Shader Compilation on PC: About to become a bigger bottleneck?

That's the trick right? Where are they stored? Do the graphics vendors document these locations? Would a "clean" driver remove and reinstall fix it? Maybe?
Generally speaking, cleaning the shader cache is easy, you can do it with any of the following easy steps:

1-Install a new GPU driver either a new or an old one, developers should/usually test mutliple drivers anyway.

2-Or, wipe out the DirectX cache using the Disk Cleanup tool in Windows.

3-Or, manually delete the cached files from the driver or the game directory.
 
Last edited:
Generally speaking, cleaning the shader cache is easy, you can do it with any of the following easy steps:

1-Install a new GPU driver wither a new or an old one, developers should/usually test mutliple drivers anyway.

2-Or, wipe out the DirectX cache using the Disk Cleanup tool in Windows.

3-Or, manually delete the cached files from the driver or the game directory.

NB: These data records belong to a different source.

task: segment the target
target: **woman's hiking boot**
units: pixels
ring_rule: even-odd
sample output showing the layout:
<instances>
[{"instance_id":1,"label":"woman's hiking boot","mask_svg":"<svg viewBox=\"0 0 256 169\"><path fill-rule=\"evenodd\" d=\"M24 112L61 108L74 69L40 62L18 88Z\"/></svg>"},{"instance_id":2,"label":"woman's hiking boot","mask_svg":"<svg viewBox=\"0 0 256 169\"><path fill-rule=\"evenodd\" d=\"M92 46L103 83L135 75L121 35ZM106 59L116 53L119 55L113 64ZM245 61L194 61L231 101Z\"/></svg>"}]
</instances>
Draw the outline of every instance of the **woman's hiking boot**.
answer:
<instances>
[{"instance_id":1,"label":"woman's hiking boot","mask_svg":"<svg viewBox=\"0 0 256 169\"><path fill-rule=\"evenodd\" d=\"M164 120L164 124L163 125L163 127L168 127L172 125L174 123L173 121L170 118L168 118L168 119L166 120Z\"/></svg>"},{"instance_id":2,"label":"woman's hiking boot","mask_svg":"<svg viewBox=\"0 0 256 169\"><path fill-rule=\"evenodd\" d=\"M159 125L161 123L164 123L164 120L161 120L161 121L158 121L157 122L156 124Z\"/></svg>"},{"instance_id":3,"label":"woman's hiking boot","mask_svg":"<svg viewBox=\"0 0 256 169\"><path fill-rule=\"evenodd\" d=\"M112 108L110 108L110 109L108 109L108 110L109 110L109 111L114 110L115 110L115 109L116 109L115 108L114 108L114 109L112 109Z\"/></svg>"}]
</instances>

Yeah, I don't quite understand the concern that this would require a massive time-sink of constantly re-imaging entire development/QA testing departments. Are there examples of byzantine simultaneously active shader cache locations that were not specified by the game itself? I get being 'thorough' and I'll defer to those with actual industry experience, but I'm curious - are there actual examples where this has been required to fully nuke a games cache, or at least to the point where it should be expected and not an anomaly?

My understanding, is that by default, the vast, vast majority of shader caches, at least for Nvidia, will be in stored in AppData\LocalLow\NVIDIA\PerDriverVersion\DXCache. Now this has changed over the years, quite recently it was %localappdata%\Nvidia\DXCache, but that's neither here nor there - once the driver is updated and Nvidia has decided on a shader location, that's where they'll go, Nvidia doesn't keep multiple active locations going. This location is where the overwhelming majority of caches will be found. Close the game, delete all the files you can in there, and you've erased the games cache - at least has been my experience many, many times over the years.

Now, every game can decide where it wants to put it's cache too, they're not beholden to Nvidia's default location. Some have put it in a %localappdata%\<gamename> folder. Some have even put it in the game's config folder within My Documents. So yes, while the Nvidia default DXCache location is the majority, it's no the only one. However, again - my limited understanding here - those unique locations will be specified by the developer/game engine. Something the developer would...know?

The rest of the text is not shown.